Gold and silver prices commenced trading on the Multi Commodity Exchange with a notable decline on Friday, driven by a robust U.S. dollar and assertive communication from the Federal Reserve, which overshadowed a significant weekly decrease in oil prices linked to the US-Iran interim resolution. In the domestic market, MCX silver futures for July 2026 delivery declined by Rs 5,371 (2.3%), settling at Rs 2,32,201 per kg. Gold futures for August 2026 delivery decreased by Rs 2,269, settling at Rs 1,49,309 per 10 grams. With today’s decline, silver has decreased by Rs 20,000 over the past two sessions, while gold has fallen by Rs 7,000.

In the previous session, the two observed a significant selloff, with silver declining by more than 5% and gold falling by 3%. Rising inflation concerns associated with the Iran conflict have prompted a growing number of central banks to either raise borrowing costs or indicate measures intended to mitigate price pressures.
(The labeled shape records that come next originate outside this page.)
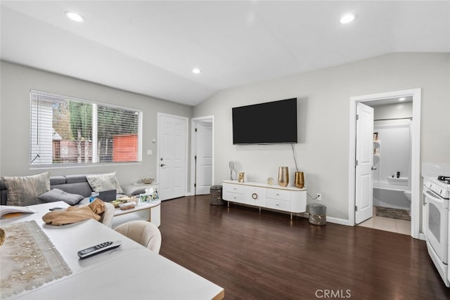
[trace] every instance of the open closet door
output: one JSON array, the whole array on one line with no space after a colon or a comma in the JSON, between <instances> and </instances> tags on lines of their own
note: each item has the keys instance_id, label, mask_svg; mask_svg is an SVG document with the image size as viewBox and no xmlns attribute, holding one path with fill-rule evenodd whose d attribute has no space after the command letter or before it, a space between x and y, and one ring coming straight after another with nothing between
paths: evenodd
<instances>
[{"instance_id":1,"label":"open closet door","mask_svg":"<svg viewBox=\"0 0 450 300\"><path fill-rule=\"evenodd\" d=\"M355 223L373 214L372 170L373 166L373 108L356 103Z\"/></svg>"}]
</instances>

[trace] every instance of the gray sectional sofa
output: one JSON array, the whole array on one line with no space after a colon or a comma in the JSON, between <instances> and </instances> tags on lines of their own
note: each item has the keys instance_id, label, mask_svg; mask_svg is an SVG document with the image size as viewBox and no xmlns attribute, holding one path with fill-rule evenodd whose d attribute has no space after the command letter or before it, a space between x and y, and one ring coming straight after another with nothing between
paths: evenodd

According to the CME FedWatch Tool, traders currently assign an 87% probability to a Federal Reserve rate hike in December. Higher interest rates generally diminish gold’s appeal, as the metal does not produce any yield.

In the international market, Spot gold experienced a decline of 0.6%, settling at $4,184.33 per ounce as of 0211, marking a weekly decrease of 0.9%. Among other precious metals, spot silver fell 1.5% to $64.83 per ounce, platinum declined 1.3% to $1,674.47, and palladium was down 0.8% at $1,268.65. Manoj Kumar Jain indicated that gold and silver prices are expected to exhibit volatility throughout the session, influenced by fluctuations in crude oil prices, shifts in the dollar index, and ongoing developments concerning US-Iran peace deal negotiations.
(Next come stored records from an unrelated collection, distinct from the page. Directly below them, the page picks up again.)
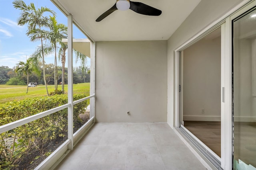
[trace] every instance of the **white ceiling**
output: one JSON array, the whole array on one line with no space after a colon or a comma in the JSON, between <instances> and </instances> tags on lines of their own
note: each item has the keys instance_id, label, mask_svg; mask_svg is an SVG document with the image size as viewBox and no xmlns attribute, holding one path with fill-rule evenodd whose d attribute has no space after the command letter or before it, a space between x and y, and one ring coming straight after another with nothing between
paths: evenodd
<instances>
[{"instance_id":1,"label":"white ceiling","mask_svg":"<svg viewBox=\"0 0 256 170\"><path fill-rule=\"evenodd\" d=\"M95 41L167 40L201 0L136 0L162 11L148 16L117 10L100 22L95 20L116 0L51 0Z\"/></svg>"}]
</instances>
On MCX, gold exhibits support levels at Rs 1,48,000 to Rs 1,46,650, while resistance is observed at Rs 1,50,150 to Rs 1,51,100. Silver exhibits support within the range of Rs 2,34,000 to Rs 2,30,500, while encountering resistance between Rs 2,41,000 and Rs 2,44,400. Jain advised traders to refrain from initiating new long positions in gold and silver at the present levels. However, he stated that long-term investors may take advantage of the recent dip to accumulate via the SIP route.